The Winona Post tried to get in the door at Negotiating Committee meetings. After the Opportunity Winona project kick-off, the Winona Post formally asked the city in December 2015 for notice of all Negotiating Committee meetings, as required by the Open Meeting Law, but city staff rejected the request. After the Winona Post threatened to ask the state government for legal help, the city agreed on April 18 to provide public notice of future meetings.
Thurley, Peterson: It would be nice, but …

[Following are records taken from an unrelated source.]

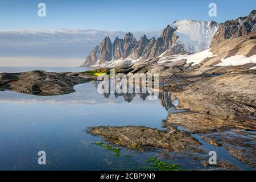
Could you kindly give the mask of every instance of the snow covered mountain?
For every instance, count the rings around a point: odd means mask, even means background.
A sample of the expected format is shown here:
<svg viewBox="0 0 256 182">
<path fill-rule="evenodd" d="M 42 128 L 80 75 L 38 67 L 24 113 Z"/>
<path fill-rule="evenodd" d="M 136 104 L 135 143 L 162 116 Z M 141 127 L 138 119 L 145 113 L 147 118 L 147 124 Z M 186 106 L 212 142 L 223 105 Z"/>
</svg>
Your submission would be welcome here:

It has been years since Thurley was last inside his old high school, but recently enough to see some the damage it has suffered since it was closed. He said it was sad to see the building in that state, but restoring it would be a huge task. "If you look at performance venues around town and looking at it space-wise, it's a pretty big space, and with the deterioration level — I'm not an expert, but in my opinion the funds needed to restore it would be substantial." He added, "Even if restored there is the issue of parking for the people who want to attend events there."
A map of potential Opportunity Winona projects highlights the auditorium as well as a nearby block where Winona Hardee's Restaurant is located and city-owned parking lots. The map describes the block as a space for a combination parking-retail-and-housing development, similar to the parking ramp and housing complex the Port Authority Negotiating Committee is considering at the foot of Main Street. City officials have hinted that a parking ramp at the Hardee's block could serve the Masonic Temple, WSU's new art department center in the Laird-Norton building, the library, and a restored auditorium.

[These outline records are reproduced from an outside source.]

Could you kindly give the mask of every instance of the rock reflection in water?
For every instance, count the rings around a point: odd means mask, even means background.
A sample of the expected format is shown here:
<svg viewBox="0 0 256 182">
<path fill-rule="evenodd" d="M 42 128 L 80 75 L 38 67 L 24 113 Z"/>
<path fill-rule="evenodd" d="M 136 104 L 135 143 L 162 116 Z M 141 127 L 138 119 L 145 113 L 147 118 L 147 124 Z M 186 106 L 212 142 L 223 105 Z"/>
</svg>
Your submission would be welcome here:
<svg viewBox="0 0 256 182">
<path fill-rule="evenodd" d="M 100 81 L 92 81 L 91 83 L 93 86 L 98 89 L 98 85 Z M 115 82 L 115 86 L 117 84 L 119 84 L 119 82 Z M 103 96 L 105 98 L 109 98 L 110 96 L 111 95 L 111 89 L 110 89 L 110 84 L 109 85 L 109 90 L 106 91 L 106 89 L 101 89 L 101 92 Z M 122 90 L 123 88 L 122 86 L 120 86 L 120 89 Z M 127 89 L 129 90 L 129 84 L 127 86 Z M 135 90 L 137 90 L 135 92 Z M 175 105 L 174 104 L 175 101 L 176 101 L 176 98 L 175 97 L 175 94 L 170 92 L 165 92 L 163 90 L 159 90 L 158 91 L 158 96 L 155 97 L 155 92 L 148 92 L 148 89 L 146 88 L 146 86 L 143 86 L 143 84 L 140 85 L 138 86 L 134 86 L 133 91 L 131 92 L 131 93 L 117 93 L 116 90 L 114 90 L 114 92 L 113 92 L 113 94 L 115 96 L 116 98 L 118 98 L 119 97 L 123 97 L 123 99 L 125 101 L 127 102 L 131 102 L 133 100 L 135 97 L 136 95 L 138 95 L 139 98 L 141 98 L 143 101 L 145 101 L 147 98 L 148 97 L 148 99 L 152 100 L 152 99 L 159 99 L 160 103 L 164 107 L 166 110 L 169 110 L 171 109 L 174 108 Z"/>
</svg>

Thurley continued, "It would be nice if we restored it, but at what cost and [for] what future?" When asked whether the city should play a role in restoring the building, he said the city needed more information on what that would take. When asked whether the city should conduct an historical reuse study to get that information, he responded, "Cost is always going to be an issue, but if it's not going to be super expensive to do [the study], yeah, we should go ahead and look at all the possibilities before we say it's time for the wrecking ball to move in."

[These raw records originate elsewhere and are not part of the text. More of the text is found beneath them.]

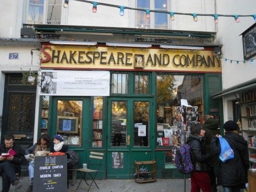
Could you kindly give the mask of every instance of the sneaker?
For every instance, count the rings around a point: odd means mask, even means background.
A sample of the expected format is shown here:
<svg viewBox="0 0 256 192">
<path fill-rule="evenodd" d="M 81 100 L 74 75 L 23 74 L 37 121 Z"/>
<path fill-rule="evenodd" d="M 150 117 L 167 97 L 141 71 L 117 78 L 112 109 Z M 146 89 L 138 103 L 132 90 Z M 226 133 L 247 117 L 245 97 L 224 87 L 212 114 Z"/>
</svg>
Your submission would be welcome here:
<svg viewBox="0 0 256 192">
<path fill-rule="evenodd" d="M 19 180 L 16 180 L 14 182 L 14 184 L 13 185 L 15 187 L 15 189 L 18 189 L 22 187 L 22 185 Z"/>
<path fill-rule="evenodd" d="M 26 192 L 31 192 L 33 191 L 33 185 L 29 185 L 29 187 L 26 191 Z"/>
</svg>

"Can it be saved? Most buildings can be saved. I'd say it's a matter of whether it's practical financially," Peterson said in an interview. "I know there's a number of people who have been interested in it and just sort of walked away just because of the magnitude of the work and what it would cost. Is there a role for the city? I'm sure the city would have a role if there was a developer who was interested in it. I'm sure there is a way the city could help a developer … Should the city ourselves acquire this building? I think we should give that some serious thought because we are in the middle of fixing up the Masonic Temple and all of that is of a higher priority for the city than taking on another theater. I would love it if someone did take it on … but I don't personally see the city taking on that project."
Peterson said that it would make the most sense for Metro Plains to pay for a historic reuse study.
Metro Plains representatives were not available for comment before the Winona Post went to press.